My relationship to labor changed in this time. It was the first time I was working just to work. I didn’t care about prestige. I didn’t care if it fulfilled my creative sensibilities. No one else was doing much at the time so there was no social pressure to posture or self-promote or flex. Life became Zoom and Slack from 9 to 5, home-cooked meals at home, walks around the neighborhood. I had never known this routine. I have only ever known ambition: staying at work too late or 12 hour+ work days. I have only ever considered what the next big thing I had to do was, who I am as a result of what I do for work — and not — I need a quick stroll before the sun goes down. And guess what, I’ve been strolling every day in New York since and have brought my strolling tendencies with me to Rome. Before the sun goes down, and sometimes after.

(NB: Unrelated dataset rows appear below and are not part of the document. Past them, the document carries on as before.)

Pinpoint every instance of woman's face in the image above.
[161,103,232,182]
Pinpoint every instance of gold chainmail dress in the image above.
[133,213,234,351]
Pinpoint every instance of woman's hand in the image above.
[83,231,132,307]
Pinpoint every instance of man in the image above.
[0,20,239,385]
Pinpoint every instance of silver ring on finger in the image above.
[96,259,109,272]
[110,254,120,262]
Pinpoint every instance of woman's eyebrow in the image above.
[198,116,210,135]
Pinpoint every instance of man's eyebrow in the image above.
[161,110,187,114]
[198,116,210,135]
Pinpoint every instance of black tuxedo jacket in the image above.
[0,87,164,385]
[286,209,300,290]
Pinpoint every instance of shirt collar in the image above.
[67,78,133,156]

“Capitalism is the shape-shifting creature-beast always ready ahead and above — regardless of which revolutionary force tries to overthrow or subvert it—as it continually vampirizes any signs of resistance.” - Tom Holert, Hidden Labor and the Delight of Otherness: Design and Post Capitalist Politics, in e-flux journal’s Are You Working Too Much? Post-Fordism, Precarity, and the Labor of Art
In that privileged period of reset and rest, and then the return of our post-Covid hyper-capitalistic reality, my outlook and my insides have changed. New York City feels unchanged though — restaurants, bars, parties, shops, stylishly-costumed hipsters abound. People are back to work in a psychotic way, even if remotely. My friends in culinary are back to adorning tables of elites with their sculptural edible creations. We are talking about our careers again. Almost everyone I know (myself included) has shared a photo from Italy this past summer.
Like I said, the occasional fomo arrives on a speeding train asking me to hop on. If I am not on this train, then what is my value anymore?
“Cosa fai?” my Italian boo asked me this morning over WhatsApp. And I was in the process of spooning yogurt onto my plate (as I do almost every day for breakfast), and just listening to a Spotify playlist my friend Sadé made. For just a second, I suddenly wished I could say that I was reading Foucault or seeing art at Borghese Gallery or working on some cool art project. But that was very much the lingering shadow cast of a former me with the sun positioned in a very, very different direction. “Mangio collazione" I responded. “I eat breakfast.” In present tense —which is all I know at the moment both literally and figuratively and that’s ok. (There was a time when I wouldn’t make time for breakfast, can you believe that?)
With that said, I’m going to go easy on myself about my Italian fluency too. About feeling fomo. About everything I have done/haven’t done. And just continuing to practice being still, relaxing, enjoying my cuddles and late mornings, and continuing my breakup with my need to be valuable through my labor. Perche io posso. Because I can, and because godamnnit, I’m tired.